Rotten Tomatoes assigned the film an approval rating of 7% based on 138 reviews with a rating average of 3.1/10. The site's critics consensus states: "All About Steve is an oddly creepy, sour film, featuring a heroine so desperate and peculiar that audiences may be more likely to pity than root for her." Another review aggregator, Metacritic, gave the film an average score of 17 out of 100 based on 27 critics, indicating "overwhelming dislike". Audiences polled by CinemaScore gave the film an average grade of "C+" on an A+ to F scale.

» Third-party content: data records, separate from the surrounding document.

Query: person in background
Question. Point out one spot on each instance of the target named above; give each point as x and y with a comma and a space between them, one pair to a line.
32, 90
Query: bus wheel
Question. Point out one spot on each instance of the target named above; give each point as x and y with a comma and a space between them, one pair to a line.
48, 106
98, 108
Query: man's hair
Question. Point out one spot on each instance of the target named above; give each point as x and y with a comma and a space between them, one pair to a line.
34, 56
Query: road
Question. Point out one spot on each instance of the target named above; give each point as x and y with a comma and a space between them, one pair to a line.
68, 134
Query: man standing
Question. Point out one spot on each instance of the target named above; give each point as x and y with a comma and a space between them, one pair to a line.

Roger Ebert gave the film one and a half stars out of four. Time named it one of the top ten worst chick flicks.

===Accolades===

The film was nominated for five Golden Raspberry Awards in 2010, including Worst Picture, Worst Director (Phil Traill), Worst Actress (Sandra Bullock), Worst Screenplay (Kim Barker) and Worst Screen Couple (Sandra Bullock and Bradley Cooper). All About Steve ultimately won Worst Actress and Worst Screen Couple. Sandra Bullock accepted the Razzie for Worst Actress in person, giving out a copy of All About Steve to each member of the audience, promising to attend next year if they all watched to consider if it was "truly the worst performance". When an audience member thanked her for the copies, Bullock replied "You say that now". She won the Academy Award for Best Actress for The Blind Side the next day, making Bullock one of the few performers to win an Academy Award and a Razzie Award in the same year.